8. Coverage of immediate postpartum long-acting reversible contraception has improved birth intervals for at-risk populations
Short interpregnancy intervals (IPIs), variably defined, have been associated with increased risk of maternal health complications such as obesity, gestational diabetes, as well as adverse pregnancy outcomes such as prematurity and low birth weight. The majority of these short IPI pregnancies are unplanned.

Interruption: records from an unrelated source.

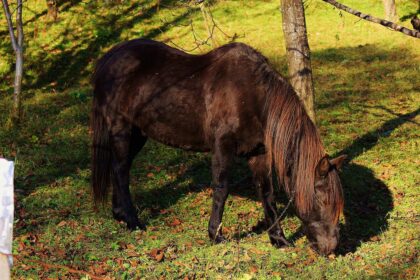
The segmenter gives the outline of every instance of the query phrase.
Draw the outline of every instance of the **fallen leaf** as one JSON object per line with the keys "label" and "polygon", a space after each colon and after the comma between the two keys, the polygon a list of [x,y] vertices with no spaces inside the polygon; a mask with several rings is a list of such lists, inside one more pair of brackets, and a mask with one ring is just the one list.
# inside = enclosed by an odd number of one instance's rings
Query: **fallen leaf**
{"label": "fallen leaf", "polygon": [[202,239],[198,239],[198,240],[196,240],[196,242],[197,242],[199,245],[204,245],[204,244],[206,244],[206,241],[204,241],[204,240],[202,240]]}
{"label": "fallen leaf", "polygon": [[294,263],[292,263],[292,262],[287,262],[287,263],[284,263],[287,267],[292,267],[293,265],[294,265]]}
{"label": "fallen leaf", "polygon": [[154,258],[157,262],[161,262],[164,258],[163,250],[161,249],[153,249],[150,251],[149,255]]}
{"label": "fallen leaf", "polygon": [[129,260],[128,262],[133,268],[136,268],[139,265],[139,262],[137,260]]}
{"label": "fallen leaf", "polygon": [[250,251],[254,254],[257,254],[257,255],[265,255],[264,251],[261,251],[261,250],[256,249],[256,248],[251,248]]}
{"label": "fallen leaf", "polygon": [[94,266],[94,267],[93,267],[93,272],[94,272],[96,275],[103,275],[103,274],[106,274],[106,270],[105,270],[103,267],[101,267],[101,266]]}
{"label": "fallen leaf", "polygon": [[78,234],[78,235],[74,238],[74,241],[75,241],[75,242],[79,242],[80,240],[82,240],[82,239],[84,239],[84,238],[85,238],[84,234],[83,234],[83,233],[80,233],[80,234]]}
{"label": "fallen leaf", "polygon": [[118,246],[120,246],[120,250],[127,249],[127,243],[125,243],[124,241],[118,242]]}
{"label": "fallen leaf", "polygon": [[169,223],[169,225],[170,225],[171,227],[176,227],[176,226],[179,226],[181,223],[182,223],[182,222],[181,222],[178,218],[175,218],[175,219],[173,219],[173,221],[172,221],[172,222],[170,222],[170,223]]}
{"label": "fallen leaf", "polygon": [[251,266],[251,268],[249,269],[249,271],[254,274],[258,272],[258,267],[256,267],[255,265]]}
{"label": "fallen leaf", "polygon": [[63,220],[63,221],[58,223],[57,227],[62,227],[62,226],[65,226],[66,224],[67,224],[67,222]]}
{"label": "fallen leaf", "polygon": [[135,251],[129,250],[129,251],[127,251],[127,256],[131,257],[131,258],[134,258],[134,257],[138,257],[139,254],[137,254]]}

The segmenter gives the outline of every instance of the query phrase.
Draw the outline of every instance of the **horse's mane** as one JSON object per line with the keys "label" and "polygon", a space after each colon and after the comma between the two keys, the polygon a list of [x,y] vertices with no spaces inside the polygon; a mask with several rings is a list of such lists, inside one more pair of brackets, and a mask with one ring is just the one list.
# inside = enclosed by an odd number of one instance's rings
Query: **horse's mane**
{"label": "horse's mane", "polygon": [[[325,156],[320,135],[291,85],[269,65],[267,59],[249,48],[255,61],[255,77],[267,94],[265,146],[270,171],[274,166],[279,185],[294,196],[297,211],[305,217],[312,210],[315,169]],[[331,186],[327,203],[338,220],[343,209],[341,184],[336,172],[327,180]]]}

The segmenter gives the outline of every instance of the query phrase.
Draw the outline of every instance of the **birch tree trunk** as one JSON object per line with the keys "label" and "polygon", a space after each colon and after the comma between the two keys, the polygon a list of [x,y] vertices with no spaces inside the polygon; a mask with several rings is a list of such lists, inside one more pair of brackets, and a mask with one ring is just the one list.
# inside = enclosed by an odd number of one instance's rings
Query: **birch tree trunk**
{"label": "birch tree trunk", "polygon": [[397,9],[395,8],[395,0],[382,0],[385,8],[385,19],[395,21],[397,19]]}
{"label": "birch tree trunk", "polygon": [[290,83],[315,123],[311,56],[302,0],[281,0]]}
{"label": "birch tree trunk", "polygon": [[13,28],[9,3],[2,0],[4,14],[6,16],[7,26],[9,29],[10,40],[16,55],[15,65],[15,82],[13,92],[13,111],[12,121],[18,123],[21,111],[21,93],[22,93],[22,77],[23,77],[23,24],[22,24],[22,0],[17,0],[16,8],[16,35]]}

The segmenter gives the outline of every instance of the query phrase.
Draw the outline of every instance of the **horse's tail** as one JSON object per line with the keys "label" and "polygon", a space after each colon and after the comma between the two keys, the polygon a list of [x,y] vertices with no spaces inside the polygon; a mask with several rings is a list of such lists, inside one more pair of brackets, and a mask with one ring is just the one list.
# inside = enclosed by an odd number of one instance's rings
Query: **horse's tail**
{"label": "horse's tail", "polygon": [[103,202],[110,185],[111,150],[105,118],[95,103],[94,99],[91,124],[93,133],[91,183],[95,202]]}
{"label": "horse's tail", "polygon": [[[95,71],[91,77],[93,85],[93,104],[91,117],[91,130],[93,133],[92,147],[92,190],[96,202],[104,202],[111,184],[111,147],[110,135],[105,121],[106,98],[109,89],[115,82],[115,77],[110,67],[118,57],[115,55],[129,42],[114,46],[105,53],[96,63]],[[119,73],[121,74],[121,73]]]}
{"label": "horse's tail", "polygon": [[107,197],[111,181],[111,147],[109,130],[106,125],[104,108],[105,92],[101,86],[101,77],[104,76],[106,57],[102,57],[93,74],[94,86],[91,130],[92,130],[92,191],[95,203],[104,202]]}

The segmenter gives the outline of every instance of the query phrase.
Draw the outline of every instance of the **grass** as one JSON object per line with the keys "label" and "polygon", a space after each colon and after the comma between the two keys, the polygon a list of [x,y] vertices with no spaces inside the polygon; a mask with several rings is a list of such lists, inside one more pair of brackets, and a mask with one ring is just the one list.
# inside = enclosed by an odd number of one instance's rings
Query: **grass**
{"label": "grass", "polygon": [[[0,155],[16,163],[14,278],[89,278],[68,268],[115,279],[420,278],[420,42],[320,1],[307,2],[318,125],[327,151],[350,157],[341,174],[346,203],[335,257],[308,248],[293,211],[283,227],[295,246],[270,245],[258,227],[262,207],[242,162],[223,220],[229,242],[212,245],[206,230],[210,155],[151,141],[131,176],[147,230],[127,231],[112,219],[110,204],[93,208],[88,81],[95,60],[139,36],[191,48],[184,26],[190,19],[206,37],[199,10],[161,2],[158,12],[155,1],[111,8],[73,0],[61,5],[58,22],[46,17],[45,1],[26,2],[24,118],[19,129],[0,129]],[[342,2],[383,15],[379,0]],[[397,8],[404,16],[417,6],[400,1]],[[217,1],[212,9],[226,34],[236,33],[286,74],[277,1]],[[0,123],[6,123],[13,56],[4,17],[0,26]],[[228,41],[221,32],[216,36],[220,44]],[[286,203],[280,193],[279,207]]]}

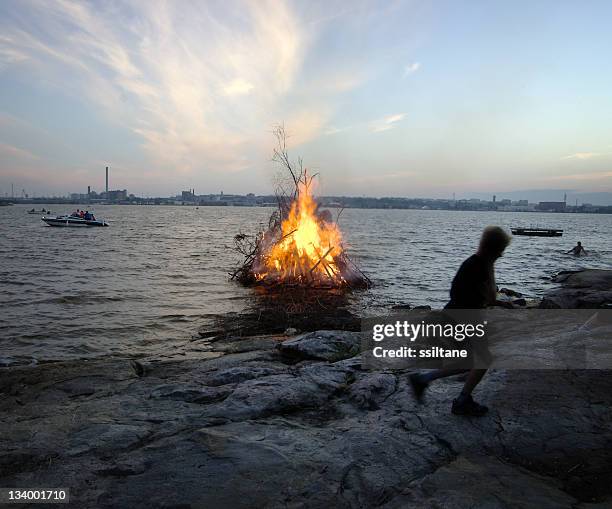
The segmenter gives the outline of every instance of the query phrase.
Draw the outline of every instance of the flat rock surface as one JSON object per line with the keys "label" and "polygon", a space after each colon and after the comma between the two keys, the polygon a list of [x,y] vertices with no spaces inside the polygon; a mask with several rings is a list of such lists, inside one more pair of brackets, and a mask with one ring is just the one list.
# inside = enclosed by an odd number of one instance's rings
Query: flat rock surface
{"label": "flat rock surface", "polygon": [[3,369],[0,486],[70,487],[78,507],[612,503],[610,372],[492,371],[492,410],[462,418],[459,380],[418,405],[347,334],[141,360],[144,376],[127,359]]}

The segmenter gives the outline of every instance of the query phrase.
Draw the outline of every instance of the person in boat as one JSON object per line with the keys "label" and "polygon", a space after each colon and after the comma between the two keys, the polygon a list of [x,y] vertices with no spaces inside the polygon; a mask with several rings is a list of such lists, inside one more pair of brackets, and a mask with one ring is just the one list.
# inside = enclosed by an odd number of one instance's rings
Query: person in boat
{"label": "person in boat", "polygon": [[578,241],[578,244],[576,244],[572,249],[570,249],[567,253],[565,254],[573,254],[574,256],[580,256],[582,253],[585,254],[585,256],[588,254],[586,252],[586,249],[584,249],[584,247],[582,247],[582,242]]}
{"label": "person in boat", "polygon": [[[488,306],[513,307],[508,302],[497,300],[495,285],[495,261],[500,258],[510,244],[510,236],[499,226],[488,226],[484,229],[480,244],[475,254],[465,260],[455,275],[451,289],[450,301],[446,309],[484,309]],[[491,354],[485,342],[478,343],[473,355],[478,355],[487,364]],[[423,401],[425,390],[438,378],[467,373],[461,393],[453,400],[451,411],[457,415],[480,417],[488,408],[474,401],[472,391],[482,380],[486,369],[437,369],[428,373],[410,375],[410,383],[419,402]]]}
{"label": "person in boat", "polygon": [[89,213],[89,210],[85,211],[85,214],[83,215],[83,219],[85,219],[86,221],[92,220],[92,215]]}
{"label": "person in boat", "polygon": [[85,218],[85,211],[81,210],[81,212],[79,212],[79,217],[81,219],[84,219]]}

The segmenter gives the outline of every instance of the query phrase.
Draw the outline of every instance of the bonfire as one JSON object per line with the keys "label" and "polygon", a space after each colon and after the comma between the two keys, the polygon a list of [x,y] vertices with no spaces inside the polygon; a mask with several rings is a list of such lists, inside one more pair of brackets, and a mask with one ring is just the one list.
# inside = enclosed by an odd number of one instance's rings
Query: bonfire
{"label": "bonfire", "polygon": [[[347,255],[338,217],[319,208],[312,191],[316,174],[309,175],[301,159],[290,161],[285,131],[274,134],[278,148],[273,160],[290,176],[277,186],[278,208],[268,229],[254,238],[235,237],[236,249],[245,256],[232,274],[243,284],[283,287],[357,288],[370,286],[368,277]],[[287,192],[287,186],[291,192]]]}

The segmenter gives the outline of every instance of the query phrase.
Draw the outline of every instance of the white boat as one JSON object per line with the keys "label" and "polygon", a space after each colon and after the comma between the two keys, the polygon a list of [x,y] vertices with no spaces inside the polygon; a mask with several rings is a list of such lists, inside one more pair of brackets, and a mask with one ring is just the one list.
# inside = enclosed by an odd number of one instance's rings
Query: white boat
{"label": "white boat", "polygon": [[73,226],[73,227],[88,227],[88,226],[108,226],[104,219],[83,219],[76,216],[43,216],[41,219],[49,226]]}
{"label": "white boat", "polygon": [[36,214],[36,215],[51,214],[51,211],[45,210],[45,209],[41,209],[41,210],[32,209],[32,210],[28,210],[28,214]]}

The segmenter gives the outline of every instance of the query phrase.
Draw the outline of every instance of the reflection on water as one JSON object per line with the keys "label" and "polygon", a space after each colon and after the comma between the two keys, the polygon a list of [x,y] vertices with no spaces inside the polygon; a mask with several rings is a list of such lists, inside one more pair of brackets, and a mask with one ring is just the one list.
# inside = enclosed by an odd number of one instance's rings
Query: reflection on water
{"label": "reflection on water", "polygon": [[[50,228],[27,209],[0,208],[0,362],[176,352],[206,315],[253,302],[228,280],[240,261],[233,236],[263,228],[271,209],[98,206],[111,226],[92,229]],[[353,310],[442,305],[488,224],[565,230],[514,237],[500,286],[535,296],[559,270],[612,266],[609,215],[347,209],[349,252],[374,282],[351,297]],[[563,254],[578,240],[589,256]]]}

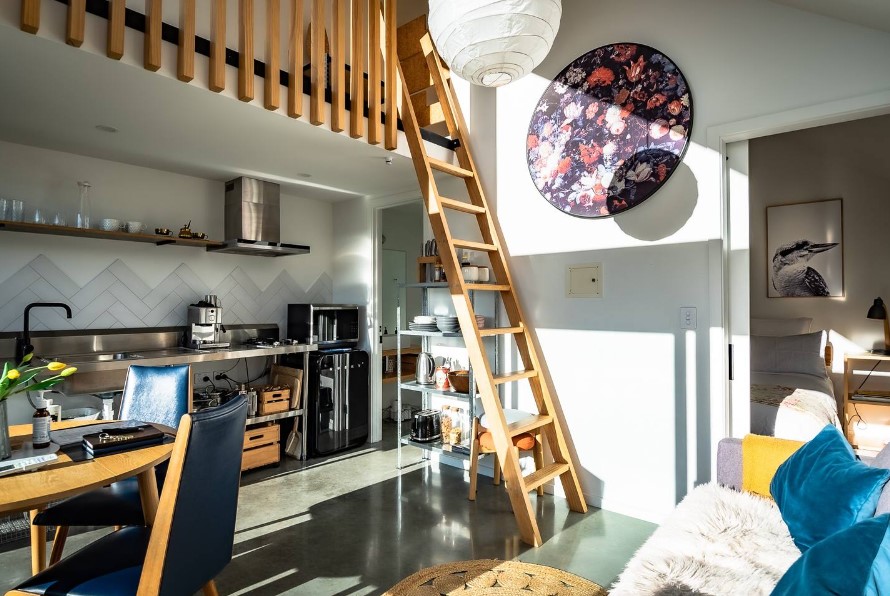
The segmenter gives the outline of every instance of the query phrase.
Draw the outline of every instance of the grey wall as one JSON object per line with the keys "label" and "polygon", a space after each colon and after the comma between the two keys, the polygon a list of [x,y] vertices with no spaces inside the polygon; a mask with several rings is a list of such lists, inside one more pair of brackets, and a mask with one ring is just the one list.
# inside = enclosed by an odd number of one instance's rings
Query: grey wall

In this historical cohort study, the authors examined how the expansion of Medicaid in South Carolina to cover immediate postpartum long-acting reversible contraception (LARC) impacted uptake of LARC in different populations as well as its effect on short IPI. They found that in the years following the Medicaid expansion, immediate postpartum LARC uptake increased overall and particularly among patients with high-risk pregnancies and/or inadequate prenatal care and patients living in metropolitan areas. They also noted that immediate postpartum LARC use was associated with a lower risk of short IPI. These findings argue for the importance of making all postpartum contraception options, including LARC, easily available to patients to improve maternal and child health outcomes.
9. Impact of Combined Hormonal Contraceptive Use on Weight Loss: A Secondary Analysis of a Behavioral Weight‐Loss Trial
Weight loss, particularly maintenance of weight loss, is an issue of high importance for many individuals who use combined hormonal contraceptives (CHCs), particularly given the high rate of obesity in the United States. Estrogen and progesterone are known to affect metabolism in different ways, and progestins in particular are shown to increase appetite and may lead to weight gain. Researchers at the University of Colorado studied the interaction between CHCs and participants’ maintenance of weight loss over an 18-month period. A secondary analysis was performed on patients who underwent weight loss interventions, specifically a reduced-calorie diet and behavioral group support. 17 (15%) were CHC users, either the pill or vaginal ring, and this group was compared to non-CHC users. Participants’ weight loss was analyzed at 6 months, and all participants lost weight during this time. However, at 18 months, CHC users had regained almost all initial weight loss while non-CHC users had maintained their weight loss. Although this study suggests new findings with regard to weight loss and contraceptives, it should be interpreted with caution given the small sample size. Further research is needed to better understand the relationship between CHCs and weight loss, along with the possible mechanisms behind this difference.